Design: Randomized prospective trial.
Setting: Sixty surgeons practicing at 13 community and two public hospitals in southeast Texas.
Participants: Three hundred thirty-five women (166 control and 169 intervention) aged 65 and older newly diagnosed with breast cancer.
Intervention: Women seeing surgeons randomized to the intervention group received the services of a nurse case manager for 12 months after the diagnosis of breast cancer.
Measurements: The primary outcome was the type and use of cancer-specific therapies received in the first 6 months after diagnosis. Secondary outcomes were patient satisfaction and arm function on the affected side 2 months after diagnosis.
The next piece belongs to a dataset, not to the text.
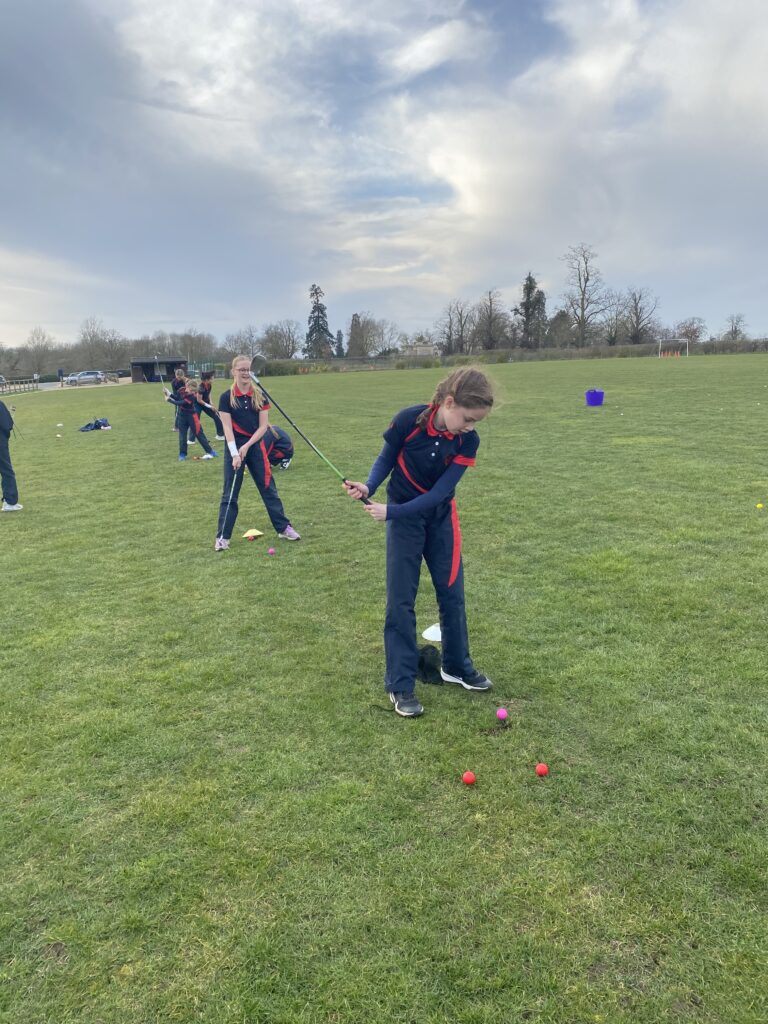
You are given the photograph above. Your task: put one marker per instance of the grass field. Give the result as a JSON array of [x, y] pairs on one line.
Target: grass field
[[210, 815]]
Results: More women in the intervention group received breast-conserving surgery (28.6% vs 18.7%; P=.031) and radiation therapy (36.0% vs 19.0%; P=.003). Of women undergoing breast-conserving surgery, greater percentages in the case management group received adjuvant radiation (78.3% vs 44.8%; P=.001) and axillary dissection (71.4% vs 44.8%; P=.057). Women in the case management group were also more likely to receive more breast reconstruction surgery (9.3% vs 2.6%, P=.054), and women in the case management group with advanced cancer were more likely to receive chemotherapy (72.7% vs 30.0%, P=.057). Two months after surgery, higher percentages of women in the case manager group had normal arm function (93% vs 84%; P=.037) and were more likely to state that they had a real choice in their treatment (82.2% vs 69.9%, P=.020). Women with indicators of poor social support were more likely to benefit from nurse case management.
Conclusion: Nurse case management results in more appropriate management of older women with breast cancer.